Wednesday, January 24, 2018

Reasons I Have vs Reasons There Are

School is squeezing my time again.

Updates: I have written a short paper revising Sharon Smith's Darwinian Dilemma and published it on the documents page of the Desirism site under the title "Revised Darwinian Dilemma".

In other news, I am in a discussion of sorts with my thesis adviser concerning desire-based theories of action.

As can be expected, I am all for desire-based theories of action.

However, the Stanford Encyclopedia of Philosophy has several entries concerning reasons for action which raise objections to this theory.

I argue that they present desire-based theories correctly. They fail to distinguish between the desires that an agent has and the desires that there are.

Specifically, I wrote to her to express the following:

Authors seem to switch back and forth between versions of the proposition “Agent has a reason to do X” and “There is a reason for Agent to do X” almost as if they take these to be synonymous.

For example, the SEP entry on the "Internal and External Reasons" defines the "Humean Theory of Reasons" as:

The Humean Theory of Reasons (HTR): If there is a reason for someone to do something, then she must have some desire that would be served by her doing it.

This definition strikes me as conflating two distinct claims. Rather, shouldn't it state:

The Humean Theory of Reasons (HTR): If there is a reason for someone to do something, then there must be some desire that would be served by her doing it, and If she has a reason for someone to do something, then she must have some desire that would be served by her doing it.

This properly distinguishing "having a reason" from "there is a reason".

The distinction between the reasons that an agent has and the reasons that there are is the same as the distinction between the money that she has and the money that there is.

In “Internal and External Reasons,” Bernard Williams makes an explicit reference to the distinct phrases, “has a reason” and “there is a reason.” However, he interprets this as a rough approximation of the distinction between internal and external reasons, rather than as a distinction between the internal reasons the agent has and the internal reasons that exist (that other people have).

Of course, the "internal reasons that others have" are "external to the agent" in a sense, but not in the sense Williams objects to. You can't go straight from "Agent A has an aversion to pain" to "Agent B has a(n external) reason not to cause Agent A to experience pain." However, you can go from Agent A has an aversion to pain" to "Agent A has a reason to cause (endorse/promote) Agent B to have a(n internal) reason not to cause Agent A to experience pain."

So, now, we have a distinction between the reasons (motives) that an agent has, and the reasons (motives) people generally have reason to endorse/promote.

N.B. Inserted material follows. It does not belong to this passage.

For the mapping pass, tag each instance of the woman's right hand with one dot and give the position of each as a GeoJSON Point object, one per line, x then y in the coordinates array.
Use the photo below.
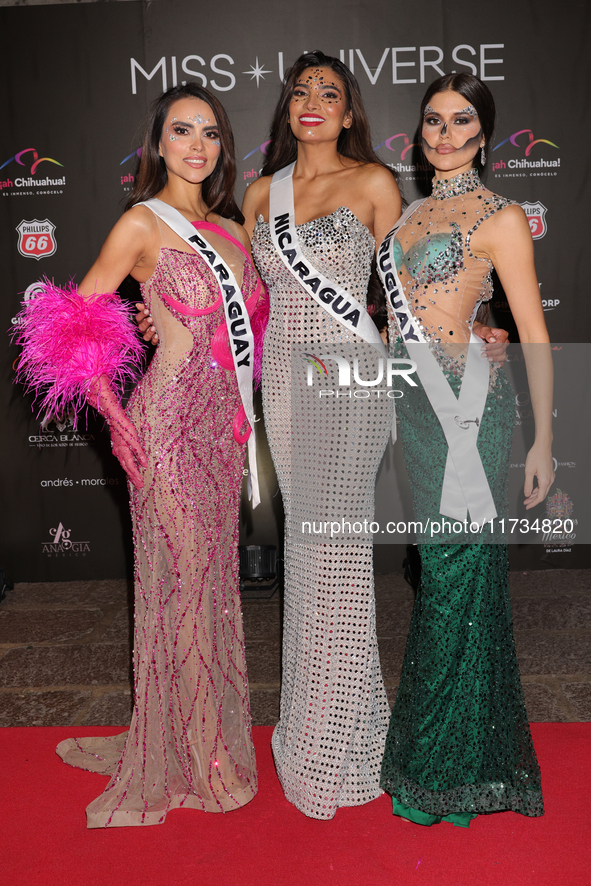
{"type": "Point", "coordinates": [146, 324]}
{"type": "Point", "coordinates": [125, 441]}
{"type": "Point", "coordinates": [128, 449]}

I keep wondering if I am missing some basic explanation as to why philosophers treat "has a reason" and "there is a reason" as if they are two ways of saying the same thing.

I found the same object of confusion in the Stanford Encyclopedia of Philosophy article on "Justifying, Motivational, and Explanatory Reasons".

It jumps from “Agent has a reason to do X” to “There is a reason for Agent to do X” as if they mean the same thing.

The article states:

"Roughly, someone’s having a reason to act requires their having some motivation that would be served by acting in the way favoured by the putative reason."

But then asserts that there is a problem here.

But desire-based accounts fare less well in accommodating another central claim about normative reasons. For it seems equally plausible that there are reasons (for instance, moral reasons) that apply to agents regardless of their motivations.

Here, again, I see a move from “having a reason” in the first quote to “there are reasons” in the second that I simply do not understand.

As a desire-based theorist, it is obvious that the reasons (motives) that I have are not the only reasons (motives) that there are. I see myself surrounded by people who have their own desire-based reasons. And the desire-based reasons that others have are desire-based reasons to endorse or condemn the reasons that I have.

This leads to the same distinction I noted in my previous email.

(1) Having a reason to act requires having a motivation that would be served by acting in the way favoured by the putative reason.

(2) There being a reason for me to act requires there being a reason that would be served by acting in the way favoured by the putative reason.

And the reasons that "there are" are reasons that others have to encourage or discourage the development of the reasons that "I have".

This comes out of Hume, who argued for evaluating the motives (passions, character traits) that an agent has according to the reasons that there are for encouraging or discouraging them - pleasing to self, useful to self, pleasing to others, and useful to others.

So . . . what am I missing, if I may ask, that explains this jump for "reasons that I have" to "reasons that there are"?


We'll see what kind of response I get.